The fate of magnetic particles also depends strongly on the administration route:

3.1. Intravenous administration

After intravenous administration, smaller particles are subject to rapid renal elimination or are removed by cells capable of endocytosis (i.e., by B and T lymphocytes), while larger ones undergo uptake by the liver, spleen, and bone marrow. The blood half-lives of many iron oxide nanoparticles administered in patients vary from 1 h to 24–36 h (Corot et al., 2006). Iron oxide particles present low toxicity and are well tolerated in the human body. Inside the cells, such systems are expected to be degraded relatively fast. In fact, degradation into iron (Fe) and oxygen is presumed to occur in intracellular lysosomes of macrophages under the influence of a variety of hydrolytic enzymes, low pH, and protein mobilization and utilization according to natural Fe pathways. The human body contains around 3–4 g of Fe, for example, in the proteins ferritin, hemosiderin, transferritin, and hemoglobin. As the magnetic nanoparticles start to break down, any soluble Fe becomes part of this normal Fe pool, which is then regulated by the body. A clinical dose would likely include just a few milligrams of Fe per kilogram of body weight, which is low compared to the total participating in Fe metabolism. Iron oxides have been shown to degrade in vivo and integrate Fe stores in the human body. Therefore, they are not expected to be toxic to the organism (Mornet et al., 2004). This assumption concerning the low toxicity was confirmed by the lethal dose LD50 of magnetic systems. For instance, the LD50 of dextran–iron oxide complex was found to be 2000–6000 mg of Fe kg–1 of body mass. Besides, the systemic safety of several iron oxide nanoparticles has been evaluated after injection in humans, indicating that these products have a satisfactory safety profile according to standard toxicological and pharmacological tests (Corot et al., 2006).

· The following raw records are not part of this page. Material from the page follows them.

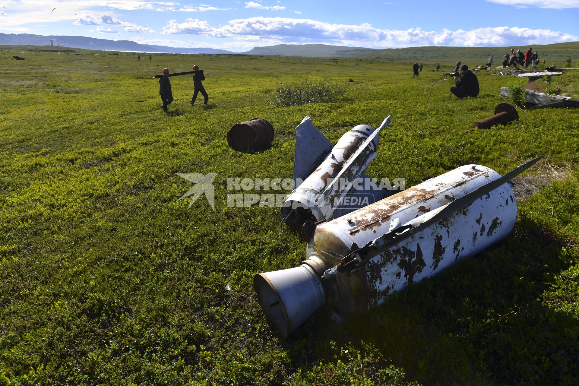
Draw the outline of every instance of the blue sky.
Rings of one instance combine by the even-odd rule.
[[[0,0],[0,32],[234,52],[283,43],[382,49],[579,41],[579,0],[479,0],[460,3],[462,8],[453,5],[458,3]]]

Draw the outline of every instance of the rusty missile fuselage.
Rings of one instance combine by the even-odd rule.
[[[301,173],[295,172],[295,177],[298,185],[286,198],[282,207],[282,216],[287,219],[288,222],[297,229],[301,229],[306,220],[317,222],[329,220],[338,216],[337,214],[342,211],[351,211],[344,209],[342,203],[344,198],[351,193],[362,194],[360,192],[353,192],[351,186],[345,188],[345,182],[351,183],[361,178],[368,167],[369,163],[376,157],[376,150],[379,144],[378,134],[381,130],[390,123],[390,117],[382,122],[382,124],[375,130],[371,126],[360,124],[347,131],[338,140],[338,142],[324,155],[322,159],[314,161],[312,157],[300,157],[298,155],[304,152],[304,149],[312,148],[312,154],[320,153],[320,146],[323,146],[323,140],[318,144],[310,146],[305,141],[300,142],[298,139],[303,138],[302,133],[312,136],[315,140],[316,135],[321,134],[312,125],[309,117],[306,117],[296,128],[296,165],[295,170],[299,169],[303,171],[307,169],[301,164],[305,163],[311,164],[314,161],[315,166],[307,173],[303,182],[297,181]],[[323,137],[323,136],[322,136]],[[307,151],[307,150],[306,150]],[[313,170],[313,171],[312,171]],[[346,184],[347,185],[347,184]],[[375,190],[369,194],[372,199],[381,198],[386,195],[383,190]]]
[[[483,251],[505,237],[514,226],[517,207],[510,183],[501,185],[463,209],[371,256],[361,268],[329,277],[324,276],[325,271],[340,264],[345,256],[401,223],[438,210],[500,177],[486,167],[467,165],[346,215],[317,225],[307,245],[307,258],[300,266],[302,269],[307,269],[307,285],[304,284],[304,288],[315,288],[313,298],[322,297],[323,304],[330,306],[339,314],[364,313],[383,303],[394,291],[409,284],[419,282],[460,259]],[[280,275],[283,271],[260,274],[256,278],[267,278],[271,273]],[[274,288],[274,282],[272,285],[277,293],[284,293],[283,288]],[[272,321],[278,310],[286,315],[291,314],[288,310],[292,308],[292,296],[282,299],[280,307],[283,310],[276,307],[266,310],[261,300],[263,296],[260,291],[263,289],[261,288],[258,294],[268,320]],[[299,324],[305,320],[304,316],[300,315]],[[285,335],[296,328],[297,323],[291,327],[283,323],[272,324],[278,331],[284,330],[285,333],[282,334]]]

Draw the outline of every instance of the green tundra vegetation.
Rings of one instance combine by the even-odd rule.
[[[41,49],[0,54],[0,385],[579,384],[579,111],[519,109],[471,130],[517,79],[480,71],[478,98],[449,98],[452,80],[433,83],[453,61],[413,78],[414,58]],[[192,79],[175,76],[164,113],[152,76],[193,64],[208,105],[190,106]],[[276,102],[306,78],[343,93]],[[556,82],[579,97],[579,71]],[[367,314],[320,310],[283,340],[252,278],[299,264],[305,243],[278,208],[229,207],[226,182],[292,177],[307,115],[332,142],[391,115],[368,174],[407,187],[547,158],[515,181],[529,197],[504,240]],[[229,128],[255,117],[272,146],[229,148]],[[215,173],[215,209],[179,200],[192,184],[177,173]]]

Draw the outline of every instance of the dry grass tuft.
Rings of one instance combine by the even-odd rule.
[[[565,179],[571,174],[571,167],[567,163],[562,167],[554,166],[548,161],[541,160],[537,165],[532,172],[511,180],[517,201],[528,198],[543,186],[556,180]]]

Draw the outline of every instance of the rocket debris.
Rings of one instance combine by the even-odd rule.
[[[365,174],[376,157],[379,134],[390,122],[389,116],[378,129],[359,124],[346,133],[332,146],[329,141],[307,116],[296,127],[294,177],[296,185],[288,196],[281,215],[293,226],[301,229],[306,221],[328,220],[385,197],[389,192],[375,188],[354,191],[351,183]],[[345,183],[345,182],[347,183]],[[353,199],[353,198],[357,199]],[[360,200],[358,200],[360,198]],[[356,203],[351,204],[352,203]]]
[[[517,207],[508,181],[466,165],[317,225],[299,266],[256,275],[254,287],[272,327],[287,336],[325,305],[344,315],[384,303],[506,237]]]

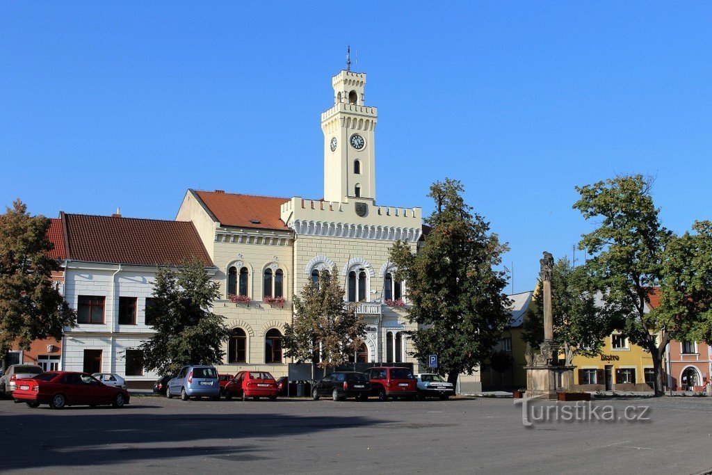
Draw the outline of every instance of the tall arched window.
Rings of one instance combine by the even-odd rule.
[[[242,328],[233,328],[227,344],[229,363],[247,362],[247,335]]]
[[[237,268],[231,267],[227,271],[227,294],[237,293]]]
[[[240,269],[240,295],[247,295],[247,268]]]
[[[262,285],[262,296],[272,296],[272,269],[265,269]]]
[[[276,328],[265,335],[265,362],[282,362],[282,333]]]
[[[284,271],[277,269],[274,273],[274,296],[284,296]]]

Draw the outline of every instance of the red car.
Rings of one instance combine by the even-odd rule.
[[[277,399],[277,382],[266,371],[241,371],[225,387],[224,394],[228,400],[233,396],[242,396],[243,401],[248,397],[256,401],[260,397],[268,397],[273,401]]]
[[[130,398],[123,388],[107,386],[91,375],[73,371],[50,371],[18,380],[12,397],[30,407],[48,404],[52,409],[84,404],[121,407]]]

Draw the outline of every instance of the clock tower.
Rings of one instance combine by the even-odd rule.
[[[342,71],[332,78],[334,106],[321,115],[324,132],[324,199],[376,199],[378,111],[364,105],[366,74]]]

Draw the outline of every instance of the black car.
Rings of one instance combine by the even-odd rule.
[[[357,401],[365,401],[371,391],[371,383],[362,372],[338,371],[319,381],[312,388],[312,397],[318,400],[322,396],[331,395],[335,401],[347,397],[355,397]]]
[[[166,387],[168,387],[168,382],[173,379],[173,376],[161,376],[153,383],[153,392],[157,395],[166,395]]]

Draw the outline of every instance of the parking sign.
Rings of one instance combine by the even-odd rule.
[[[438,355],[430,355],[430,367],[438,367]]]

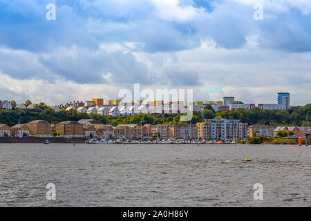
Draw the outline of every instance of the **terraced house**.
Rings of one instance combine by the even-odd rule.
[[[83,124],[74,121],[62,122],[56,124],[55,131],[64,137],[84,137]]]
[[[5,124],[0,124],[0,137],[7,137],[11,135],[11,128]]]
[[[16,137],[28,137],[30,135],[30,130],[27,126],[26,124],[16,124],[11,127],[12,136]]]
[[[45,120],[34,120],[26,124],[33,137],[46,137],[52,134],[51,125]]]

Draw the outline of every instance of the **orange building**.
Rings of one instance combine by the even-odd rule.
[[[95,103],[96,106],[104,105],[104,99],[102,99],[102,98],[93,98],[92,101]]]

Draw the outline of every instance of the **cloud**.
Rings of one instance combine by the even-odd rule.
[[[56,21],[46,19],[51,2]],[[258,3],[263,21],[253,19]],[[191,88],[202,99],[310,97],[310,1],[0,0],[0,72],[10,79],[1,95],[16,99],[44,99],[45,88],[51,103],[70,93],[115,97],[109,90],[133,83]]]

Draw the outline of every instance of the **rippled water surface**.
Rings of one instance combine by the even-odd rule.
[[[0,206],[311,206],[310,160],[296,145],[1,144]]]

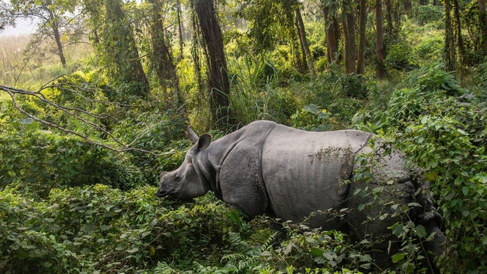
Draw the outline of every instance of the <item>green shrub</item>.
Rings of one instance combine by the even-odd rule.
[[[410,66],[411,49],[405,42],[388,45],[384,62],[389,69],[404,69]]]
[[[391,138],[424,170],[444,218],[445,271],[482,272],[487,269],[487,109],[440,67],[410,73],[384,109],[362,112],[357,126]]]

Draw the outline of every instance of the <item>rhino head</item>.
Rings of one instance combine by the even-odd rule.
[[[210,189],[209,184],[200,170],[197,155],[208,147],[211,136],[203,134],[199,137],[188,127],[187,132],[194,145],[188,151],[184,162],[176,170],[161,174],[158,197],[170,200],[188,200],[204,195]]]

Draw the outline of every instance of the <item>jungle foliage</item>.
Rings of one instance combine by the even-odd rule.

3.2. Subcutaneous and intratumoral administration

Small particles injected locally infiltrate into the interstitial space around the injection site and are gradually absorbed by the lymphatic capillaries into the lymphatic system. For this reason, subcutaneously or locally injected (intratumoral administration) nanoparticles can be used for lymphatic targeting, i.e., as a tool for chemotherapy against lymphatic tumors or metastases. In order to achieve a good uptake in regional lymph nodes following subcutaneous injection, colloidal carriers should be small (60 nm or smaller) and the surface of the particles should be neither too hydrophilic nor too hydrophobic. Concerning intratumoral administration, different studies indicate its feasibility (Hilger et al., 2002, 2005).

3.3. Oral administration

Magnetic particles exhibit strong potential as externally modulated oral systems for both in vivo imaging and targeted drug delivery. In this approach, imaging agents or drugs can be localized to specific sites through the application of an external magnetic field. Similarly to the other routes of administration, the fate of the particles in the gastrointestinal tract is closely related to the particle size. Particles under 5 μm can be removed via lymphatic drainage, particles up to 500 nm can cross the membrane of epithelial cells through endocytosis, and particles less than 50 nm can achieve the paracellular passage between intestinal epithelial cells. The use of the magnetic force to delay the transit of orally administered drugs may become an attractive strategy for enhancing the efficacy of orally delivered systems. Despite the promising properties, magnetic particles may dissolve in acid media (Silva-Freitas et al., 2011). Such possible particle loss could reduce the efficiency of the magnetic system used as a drug carrier. In order to avoid it, magnetic particles may be coated using polymers to protect them from the gastric environment. Our recent studies have shown that xylan and Eudragit®S100 coatings are able to protect magnetite from the gastric pH, successfully preventing particle degradation (A. K. Silva et al., 2007b; É. L. Silva et al., 2009).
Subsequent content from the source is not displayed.